Photo : L’HIVER PASSE – Mars 2021 * Montréal

Butinances

et je vois partir dans la nuit
tous mes petits tombeaux –
de ceux-là qu’on invente
pour donner une pitance
à nos maigres passages –

et ô combien ça reste vrai :
je ne veux rien que d’être,
d’errance en errance, d’amour
en amour, de fleur en fleur,
de soleil en soleil –
tout le reste au fond
m’indiffère

et si ce n’était du mystère
qui pénètre le monde, je ne
me perdrais pas en butinances
vaines –
car l’errance est la seule à
porter ce parfum –
celui du temps que j’ai et des
matins heureux


Photo : BUSTE – Mars 2021 * Vieux Montréal

Tissu de mémoire

Le temps est redevenu glacial.
La météo prétend que mars sera brutal.
Comme s’il fallait le savoir d’avance, pense Lou.
Elle boit son deuxième café en regardant dehors.
Surtout les oiseaux.
Charles est resté au lit.
Ils ont parlé un peu avant qu’il se rendorme.
– J’ai pas de souvenirs de grand-chose, avait-il dit. Ils se
sont usés on dirait, comme un vieux manteau.
Elle sait qu’il pense à son père, à sa mort imminente.
– Oui, la mémoire a le don de s’effilocher.
Elle l’entend qui se lève.
Elle va vers l’armoire et en sort la tasse qu’il aime.

Photo : SANS BOTTINES – Mars 2021 * Montréal

Dedans la neige haute

si la nuit est aux hommes
le matin est aux âmes

je suis passée par en arrière
sous le ciel tout blanc – un long drap de beauté
sur un monde déjà beau

on s’est fait un chemin
dedans la neige haute

combien de fois de la cuisine
sur les matins de cet hiver
j’ai tourné les yeux vers la cour
pour y toucher le sens

quel que soit le dessein des hommes
la terre, elle
reste soudée aux âmes

Photo : DE NOS MATINS DE NEIGE – Février 2021 * Montréal

On y est nus

D’encore vaquer aux notes jouées pour y danser l’hiver.

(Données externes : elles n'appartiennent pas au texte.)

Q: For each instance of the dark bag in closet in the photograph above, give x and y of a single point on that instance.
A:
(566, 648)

Et la nuit, au rêve nécessaire. Pendant ce temps, sous la lune qui décroît, le banc retient encore sa neige.

C’est l’enfance qui veille au désir, celui des vieux surtout.

T’avais raison pour la beauté. Pour l’absence de bruit dans le divin frisson des feuilles. Et pour la forêt, où qu’elle soit, qui se repose mieux que nous. De savoir tendre sans attendre.

On y est nus de toute manière.

·


Photo : AVANT-GOÛT DE PRINTEMPS – Dimanche, coin Duluth et St-Laurent, la montagne en arrière-plan * Montréal 2021

La complainte

La pluie sur la fenêtre.
Dans ce même rêve de l’oiseau et
d’un morceau de vent.

Et toujours la maison, suspendue
à ton coeur battant. Comme toutes les rivières
à se vivre. Que dans le chaos tu te soudes,
douce et folle et sans savoir, à la fleur patiente.

C’est ce même inédit, ce long ressac
par où rejoindre l’aube. Et tu y entends
la complainte, plus tendre que la seule raison.